Two rescue helicopters dispatched from the base could not reach the site because of heavy snow.

The plane, a Cessna 208 Caravan (search), was bound for Windsor, Ontario, across the border from Detroit, and crashed about 20 miles north of Sandusky, Ohio.

Mulrooney said 10 people -- nine passengers and a pilot -- may have been on board, but it was unclear whether one passenger made the flight. Ontario Provincial Police said nine people were on board.

Mulrooney brushed aside suggestions that weather may have played a role in the crash.

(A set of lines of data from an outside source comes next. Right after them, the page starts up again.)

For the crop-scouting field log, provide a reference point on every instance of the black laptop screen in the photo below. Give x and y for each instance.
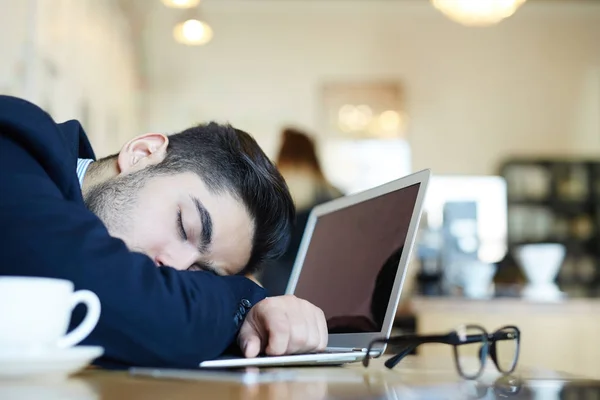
(352, 260)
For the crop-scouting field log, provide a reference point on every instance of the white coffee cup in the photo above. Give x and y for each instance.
(35, 313)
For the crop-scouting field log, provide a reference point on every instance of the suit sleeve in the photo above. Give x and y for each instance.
(150, 316)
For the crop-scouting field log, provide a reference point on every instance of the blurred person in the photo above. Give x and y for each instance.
(163, 232)
(299, 165)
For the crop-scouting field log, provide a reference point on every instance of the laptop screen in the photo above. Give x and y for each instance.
(352, 260)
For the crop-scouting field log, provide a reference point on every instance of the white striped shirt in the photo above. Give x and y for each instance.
(82, 166)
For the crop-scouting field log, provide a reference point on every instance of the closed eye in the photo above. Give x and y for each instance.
(182, 233)
(202, 267)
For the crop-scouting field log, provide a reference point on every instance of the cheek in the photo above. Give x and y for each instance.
(152, 231)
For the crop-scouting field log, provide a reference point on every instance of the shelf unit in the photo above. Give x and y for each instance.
(558, 201)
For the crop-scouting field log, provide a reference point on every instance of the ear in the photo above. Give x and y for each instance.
(142, 151)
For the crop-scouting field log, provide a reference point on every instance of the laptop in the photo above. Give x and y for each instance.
(352, 263)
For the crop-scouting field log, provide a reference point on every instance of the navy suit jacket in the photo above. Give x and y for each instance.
(150, 316)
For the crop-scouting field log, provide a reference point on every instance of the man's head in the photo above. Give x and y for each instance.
(205, 198)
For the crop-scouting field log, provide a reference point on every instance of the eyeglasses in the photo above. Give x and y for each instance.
(472, 345)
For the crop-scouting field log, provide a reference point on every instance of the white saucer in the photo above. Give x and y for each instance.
(55, 363)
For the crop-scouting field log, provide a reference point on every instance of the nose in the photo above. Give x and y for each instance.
(180, 257)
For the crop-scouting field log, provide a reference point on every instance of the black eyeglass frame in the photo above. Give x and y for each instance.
(453, 338)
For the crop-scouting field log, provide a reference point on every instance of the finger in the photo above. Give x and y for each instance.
(312, 329)
(251, 346)
(278, 328)
(321, 323)
(299, 329)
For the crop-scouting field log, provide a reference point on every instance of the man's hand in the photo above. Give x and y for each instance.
(283, 325)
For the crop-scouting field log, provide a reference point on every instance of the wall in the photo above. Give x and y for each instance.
(75, 59)
(474, 96)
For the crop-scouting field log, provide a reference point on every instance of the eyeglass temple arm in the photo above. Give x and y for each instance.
(416, 341)
(392, 362)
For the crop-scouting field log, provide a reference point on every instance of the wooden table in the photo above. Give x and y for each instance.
(415, 378)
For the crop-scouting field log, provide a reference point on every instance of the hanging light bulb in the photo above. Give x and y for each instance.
(193, 32)
(477, 12)
(181, 3)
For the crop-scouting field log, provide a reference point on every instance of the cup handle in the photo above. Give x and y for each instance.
(89, 322)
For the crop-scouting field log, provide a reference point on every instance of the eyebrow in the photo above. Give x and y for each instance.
(206, 234)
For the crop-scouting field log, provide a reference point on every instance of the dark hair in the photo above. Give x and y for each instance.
(298, 149)
(230, 160)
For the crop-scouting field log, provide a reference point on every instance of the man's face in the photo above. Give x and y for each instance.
(176, 221)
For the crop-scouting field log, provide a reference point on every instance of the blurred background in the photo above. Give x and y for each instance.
(501, 99)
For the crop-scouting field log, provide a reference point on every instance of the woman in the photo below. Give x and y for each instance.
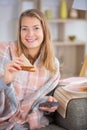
(22, 91)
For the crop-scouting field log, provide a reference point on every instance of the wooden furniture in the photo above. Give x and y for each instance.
(70, 53)
(84, 68)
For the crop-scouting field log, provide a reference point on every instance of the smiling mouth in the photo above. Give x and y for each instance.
(31, 40)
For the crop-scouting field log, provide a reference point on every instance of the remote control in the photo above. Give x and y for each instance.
(49, 104)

"It's very capable of flying in this weather," he said, adding that the plane logs 8,000 to 9,000 hours in all kinds of weather. "The weather was poor down there, but from what we know, it is flyable type of weather."

Mulrooney did not identify the pilot, but said he was experienced with the Cessna Caravan and had worked for Georgian Express for more than a year.

The pilot was from Toronto and the passengers were all from southwestern Ontario -- four from Chatham, two from Windsor and two from Kingsville, the provincial police said in a written statement. All were men.

The statement said police in Windsor and Chatham were locating relatives to notify them.

A team of investigators from Ottawa was to be sent to the crash site Sunday morning, said John Cottreau, a spokesman for the Transport Safety Board of Canada.

Mulrooney said his Mississauga, Ontario-based company has flights between the island and Windsor up to three times daily.

"It's only used in the winter months when the island is icebound and they can't use the ferry to get back and forth," he said.

The region has been locked in bitterly cold weather, with temperatures in the 20s Saturday in northern Ohio. The water temperature in Lake Erie, where waves were running 3 feet to 5 feet, was about 33 degrees.

Bob Wernecke, a pilot who flies between Ohio's resort islands just south of Pelee Island, said he made six flights during the day before deciding about 5 p.m. that the low cloud cover and freezing rain had made conditions unsafe.

"It's nasty," he said by phone from Put-In-Bay, Ohio. "It's freezing drizzle, kind of bad."

Located in the western Lake Erie basin between Cleveland and Detroit, Pelee Island and Ohio's Lake Erie islands are popular summertime destinations but lightly populated in the offseason.